5. Compartilhamento de dados das nossas interacções de negócios: O WhatsApp afirma que apenas as interacções com contas de negócios serão afectadas pela nova política de privacidade. Isto confirma que o WhatsApp não só colecta e armazena informações sobre nossas interacções com estas contas de negócios como também compartilha-as com o Facebook. Até mesmo compartilhar um artigo com alguém clicando em um botão de compartilhamento do WhatsApp num sítio de notícias é contado como interacção. Ele separa "conversas com amigos e familiares" e "conversas com negócios", considerando as primeiras "privadas" e as segundas não. Isto trai a ideia do Facebook, que considera todos os seus dados como vítimas fáceis para vigilância e ganho de dinheiro.

INTERAÇÕES COM "CONTAS DE NEGÓCIOS"

A Suprema Corte da Índia afirmou que a privacidade é um direito fundamental de todos os cidadãos da Índia. Infelizmente, uma nova lei de protecção de dados que permitirá esse direito fundamental ainda não foi formulada pelo governo de Modi. Convém reiterar que mesmo a interacção que temos com qualquer negócio é apenas entre as duas partes e o acesso indevido a tal informação já é uma violação da privacidade.

Ao monitorar nossas interacções com contas de negócios, o WhatsApp visa colectar não apenas nossos chats, mas todas as informações relacionadas acerca da nossa actividade em vários aplicativos / sítios de terceiros.
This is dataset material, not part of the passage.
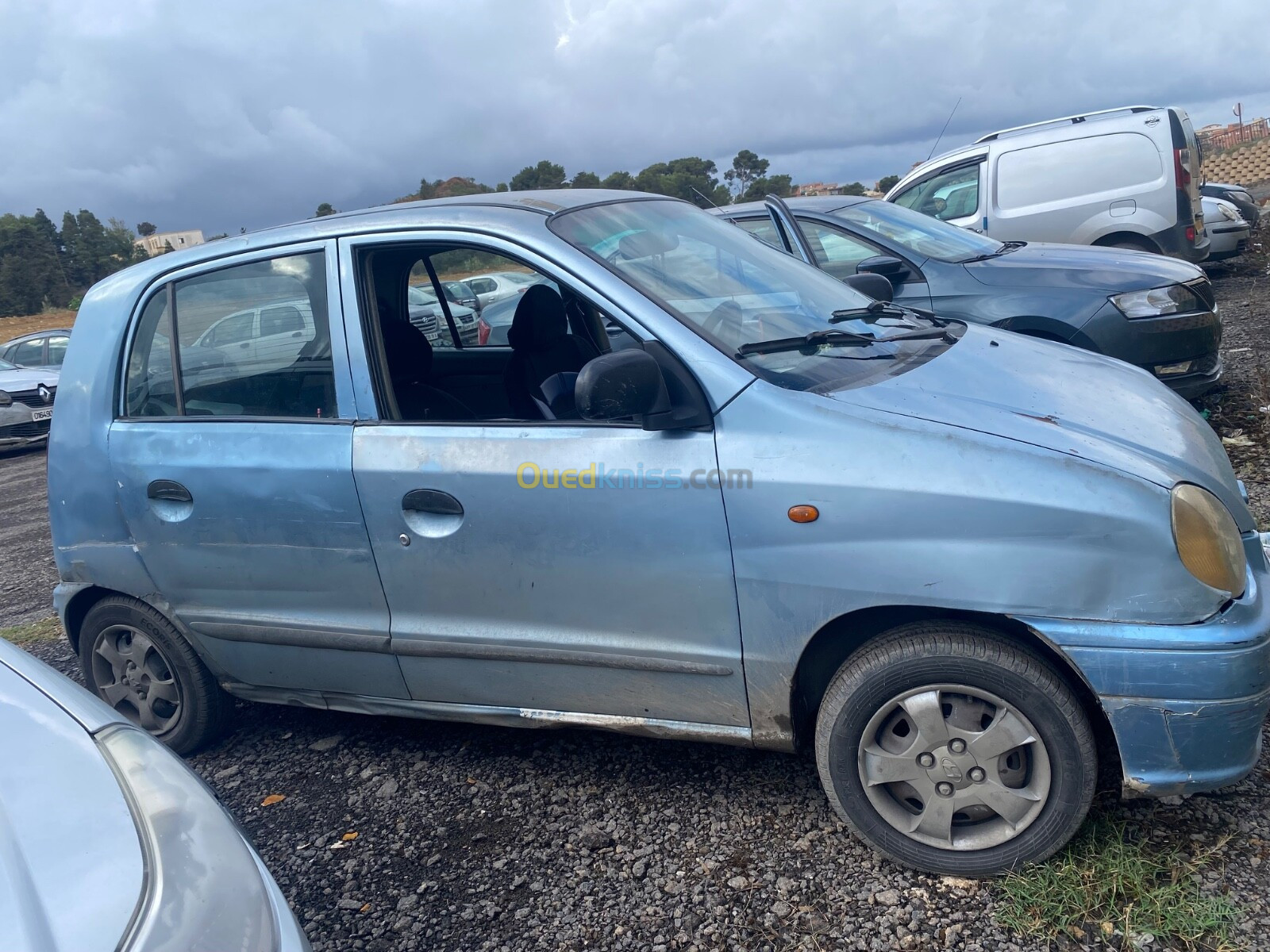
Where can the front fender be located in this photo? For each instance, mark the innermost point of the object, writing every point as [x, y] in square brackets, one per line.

Por exemplo, se um sítio de reserva de ingressos enviar a confirmação de um filme, ou se comprar algo num aplicativo de comércio electrónico que lhe envia uma factura, ela será arrecadada pelo WhatsApp. Todos esses dados também serão compartilhados com o Facebook e depois utilizados para mostrar anúncios relacionados quando estiver no WhatsApp ou no Facebook. O WhatsApp será a única entidade a decidir quais empresas têm permissão para exibir anúncios. Com isso, o WhatsApp poderá forçar tais empresas a compartilhar nossos dados com o Facebook e permitir que o Facebook capture ainda mais dados a nosso respeito.
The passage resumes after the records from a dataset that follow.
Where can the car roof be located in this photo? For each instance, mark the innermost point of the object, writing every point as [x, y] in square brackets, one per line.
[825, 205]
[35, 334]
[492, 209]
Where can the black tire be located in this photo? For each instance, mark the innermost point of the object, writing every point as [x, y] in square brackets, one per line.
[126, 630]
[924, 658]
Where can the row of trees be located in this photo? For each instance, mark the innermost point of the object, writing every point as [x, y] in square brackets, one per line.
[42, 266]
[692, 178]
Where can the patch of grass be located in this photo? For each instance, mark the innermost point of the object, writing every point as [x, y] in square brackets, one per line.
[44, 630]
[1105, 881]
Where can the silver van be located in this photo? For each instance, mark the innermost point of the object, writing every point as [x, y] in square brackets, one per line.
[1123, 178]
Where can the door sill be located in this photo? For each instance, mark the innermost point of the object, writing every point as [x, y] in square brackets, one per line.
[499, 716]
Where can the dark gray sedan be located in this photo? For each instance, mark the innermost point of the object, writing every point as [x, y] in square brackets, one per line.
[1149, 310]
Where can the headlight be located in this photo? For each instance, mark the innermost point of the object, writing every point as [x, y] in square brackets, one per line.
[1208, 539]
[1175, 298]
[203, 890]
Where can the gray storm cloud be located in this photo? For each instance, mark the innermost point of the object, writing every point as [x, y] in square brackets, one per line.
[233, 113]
A AMEAÇA DO FACEBOOK À PRIVACIDADE E DEMOCRACIA

As compras feitas pelo Facebook – Instagram, WhatsApp – construíram um monopólio dos media sociais. Isto é feito explorando dados de indivíduos e comunidades para obter lucro. Seu crescimento é directamente proporcional à erosão sistemática da privacidade da sua base de utilizadores. Vincular os dados do WhatsApp ao Facebook sem nenhuma razão aparente além de monitorar nosso comportamento nas redes sociais e controlá-las fortaleceria ainda mais esse monopólio. Também permitirá que o Facebook explore nossos dados para micro-segmentação. O enfraquecimento da privacidade dos utilizadores é o principal motivo das acções judiciais anti-monopólio movidas pela Federal Trade Commission e 46 governos estaduais contra o Facebook.

Também vimos fugas de dados significativas do Facebook (Cambridge Analytica) e do WhatsApp (Pegasus) individualmente. Ligar todos os dados dos utilizadores aumenta ainda mais o risco destas fugas. Este compartilhamento de dados entre WhatsApp, Facebook e outras empresas só aumenta a multiplicidade de ameaças. Uma vez vinculado, será estabelecido um processo irreversível e não haverá como separar os dados.

Pela utilização de perfis de pessoas, interesses e conversas a fim de categorizá-las em grupos micro-direcionados e em seguida sugerir grupos e anúncios para modificação comportamental, o Facebook já está a subverter nosso processo democrático. Tal como nas eleições nos Estados Unidos e na campanha do Brexit os dados do Facebook também foram utilizados para perturbar eleições na Índia. Se os dados do WhatsApp fossem combinados com os dados existentes possuídos pelo Facebook, isto criaria uma ameaça ainda maior à nossa soberania e segurança nacional. 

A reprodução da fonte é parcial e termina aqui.